The RBI has hit the nail on the head when it says the government’s favouring of state-owned utilities is what has caused the severe stress in the power sector. Had there been a level-playing field, with both public and private sector firms participating in a bidding process, some Rs 2.5 lakh crore of investments may not have been in as much trouble. Instead, NTPC was allowed to enter into power purchase agreements for some 40,840 MW of capacity—on a cost-plus basis—assuring it a minimum return on its equity. Chhattisgarh, for instance, was buying electricity from NTPC’s Mauda plant at Rs 5.94 per unit in 2015-16 while the approved purchase price for private sector players was Rs 2.99 per unit. With NTPC not having to compete in a bidding process, private sector utilities found it that much harder to ink PPAs, with the result that, now, 40,000 MW of capacity is stressed.

What is unfortunate is that despite the colossal damage—banks may need to write off more than `1 lakh crore of loans—the government doesn’t seem to be learning from the past. The draft tariff policy, once again, proposes to spare PSUs like NTPC from competing against its private sector peers. It recommends that, in the case of any new capacity added to an existing project, or in the case of a central/state PSU, the tariff can simply be determined by the regulator. For all other projects—read: private sector plants—the price of power is to be discovered through a bid.

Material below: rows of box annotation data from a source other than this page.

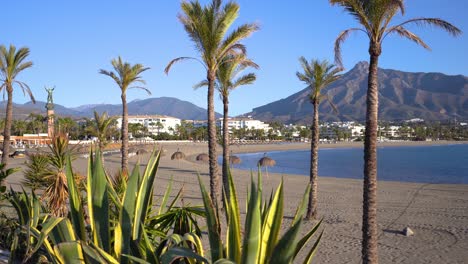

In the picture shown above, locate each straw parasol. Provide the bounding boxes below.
[257,153,276,177]
[171,149,185,160]
[196,153,210,162]
[229,151,241,164]
[136,149,148,155]
[128,148,137,153]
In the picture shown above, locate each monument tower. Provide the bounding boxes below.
[45,87,55,138]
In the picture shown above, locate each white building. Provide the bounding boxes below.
[117,115,180,135]
[320,122,366,138]
[216,118,270,132]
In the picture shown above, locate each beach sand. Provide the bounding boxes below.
[7,141,468,263]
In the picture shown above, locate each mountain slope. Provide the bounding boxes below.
[248,62,468,123]
[74,97,220,120]
[0,97,221,120]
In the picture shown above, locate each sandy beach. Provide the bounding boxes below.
[3,141,468,263]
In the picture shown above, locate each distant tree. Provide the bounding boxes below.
[91,111,117,150]
[296,57,341,219]
[165,0,258,203]
[0,45,36,166]
[11,120,28,136]
[195,54,258,199]
[99,56,151,173]
[26,113,46,134]
[330,0,461,263]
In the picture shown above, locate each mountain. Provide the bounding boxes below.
[73,97,221,120]
[0,97,221,120]
[246,62,468,123]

Meanwhile, NTPC continues to add capacity at costs that are higher than the industry average of `6.5 crore per MW, even though there is so much stranded capacity or power plants that don’t have PPAs. In some instances, such as the Bongaigaon unit in Assam, the cost is as high as `9 crore per MW. The higher cost of generation means the states are paying more to procure the power; the Bihar power regulator, for instance, approved a tariff of `4.96 per unit for the state utility to procure power from NTPC’s Barh plant in 2017-18. However, the same utility was paying GMR Kamalganga only `3.17 per unit. As a result of this, even while AT&C losses of SEBs are coming down, they are unable to pay their bills—as FE recently reported, discoms owe a clutch of 23 gencos around `44,000 crore. The only way to fix the current power-NPA crisis is to get regulators to raise tariffs so that private producers get paid while, at the same time, ensuring that PSUs, like NTPC, are not favoured and are forced to compete with the private sector.